Object: Several methods are used for stereotactically guided implantation of electrodes into the subthalamic nucleus (STN) for continuous high-frequency stimulation in the treatment of Parkinson's disease (PD). The authors present a stereotactic magnetic resonance (MR) method relying on three-dimensional (3D) T1-weighted images for surgical planning and multiplanar T2-weighted images for direct visualization of the STN, coupled with electrophysiological recording and stimulation guidance.
Methods: Twelve patients with advanced PD were enrolled in this study of bilateral STN implantation. Both STNs were visible as 3D ovoid biconvex hypointense structures located in the upper mesencephalon. The coordinates of the centers of the STNs were determined with reference to the patient's anterior commissure-posterior commissure line by using a new landmark, the anterior border of the red nucleus. Electrophysiological monitoring through five parallel tracks was performed simultaneously to define the functional target accurately. Microelectrode recording identified high-frequency, spontaneous, movement-related activity and tremor-related cells within the STNs. Acute STN macrostimulation improved contralateral rigidity and akinesia, suppressed tremor when present, and could induce dyskinesias. The central track, which was directed at the predetermined target by using MR imaging, was selected for implantation of 19 of 24 electrodes. No surgical complications were noted.

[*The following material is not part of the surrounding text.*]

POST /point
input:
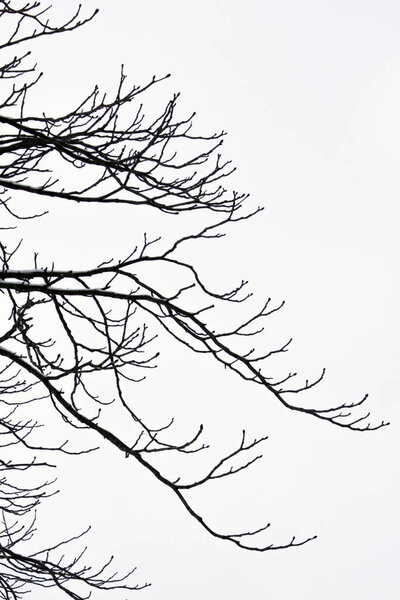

Conclusions: At evaluation 6 months after surgery, continuous STN stimulation was shown to have improved parkinsonian motor disability by 64% and 78% in the "off' and "on" medication states, respectively. Antiparkinsonian drug treatment was reduced by 70% in 10 patients and withdrawn in two patients. The severity of levodopa-induced dyskinesias was reduced by 83% and motor fluctuations by 88%. Continuous high-frequency stimulation of the STN applied through electrodes implanted with the aid of 3D MR imaging and electrophysiological guidance is a safe and effective therapy for patients suffering from severe, advanced levodopa-responsive PD.